Regulation XXX of the Commission’s Rules and Regulations provides:

Two or more "employers" as defined in Section 41-27-210, South Carolina Code of Laws, 1976, as amended, in the same or a related trade, occupation, profession, or enterprise, or having a common financial interest, hereinafter referred to as an "Employer Group," may enter into an agreement with the South Carolina Employment Security Commission to establish a joint experience rating account as provided in Section 41-31-20, subject to the provisions of Title 68, Chapter 4, Article 2 – Rates of Contributions; shall be treated as a separate employer account and subject to the following provisions:

  1. A joint account may not be established for a period of less than five (5) years.
  2. The contribution rate for an "employer group" shall be computed by combining the reserve balances and the computation of a combined experience rate of the first day of the first month following the quarter in which the agreement is executed between the "employer group" and the Commission.
  3. No "employer" may become a member of an "employer group" until such employer has satisfied the provision of Section 41-31-40 (24 months of coverage).
  4. Separate accounts shall be maintained for each employer in an "employer group" for identification with such separate accounts being combined only for the purpose of establishing a joint experience rate.
  5. No "employer group" shall have a reduced contribution rate when an execution for unpaid contributions is outstanding against one or more members of the "employer group."
  6. If a member of an "employer group" acquires the business of an employer, the provision of Section 41-31-100 or Section 41-31-110 as applicable, shall apply to the "employer group" (Successor).
  7. The successor who acquires the business of a member of an "employer group" shall continue to be a member of such group until the "employer group" is dissolved.
  8. An "employer group" may be dissolved and the joint account distributed in accord with Section 41-31-120 on the next regular computation date:
    1. by the parent employer, if each member of the "employer group" is owned or controlled by such parent employer;
    2. by 50 percent or more of the employers in the "employer group" each of which has at least a 5 percent reserve on the date of dissolution.
  1. Each member of an "employer group" shall be liable individually or collectively for past dues contributions of any member and shall be subject to the provision of Title 41, Chapter 31, Article 3.
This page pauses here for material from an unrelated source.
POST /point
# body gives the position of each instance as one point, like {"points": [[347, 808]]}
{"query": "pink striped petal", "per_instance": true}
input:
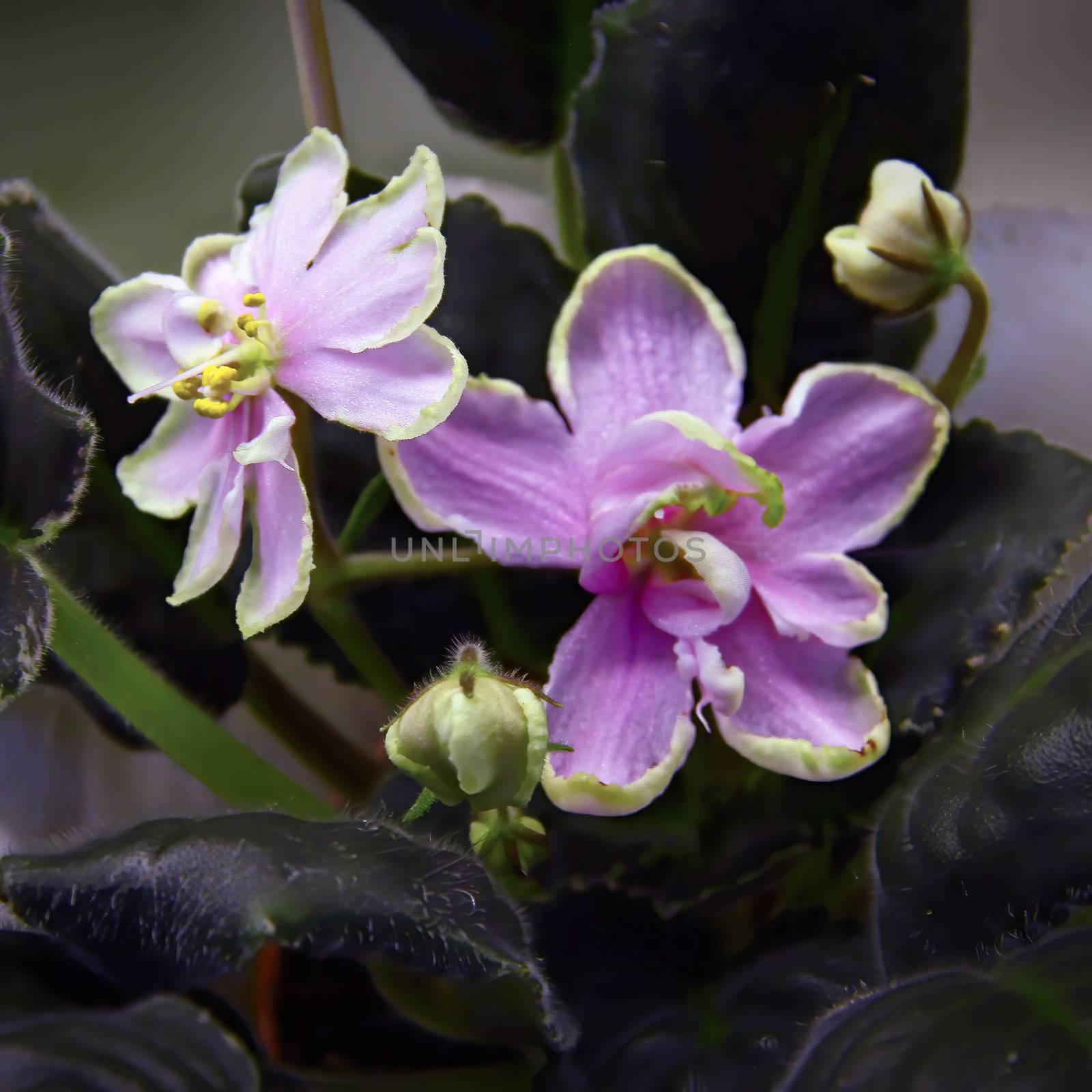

  2. Benefits paid and chargeable to a member of an "employer group" shall be used in computing the experience rate of the "employer group", however, only the employer to whom benefits are chargeable shall have the right of appeal in accord with the appeals provisions in Title 41, Chapter 35, Article 5.
  3. If for any reason the business of a member of an "employer group" is discontinued or terminated in accord with Title 41, Chapter 37, the balance in the reserve account of the discontinued business shall remain a part of the reserve balance of the "employer group" until the dissolution of such "employer group."
  4. No provision in Section 41-31-20 or in this regulation issued pursuant thereto shall be construed as giving any member of an "employer group" any authority over the operation of another member with respect to the administration of the joint "employer group" account.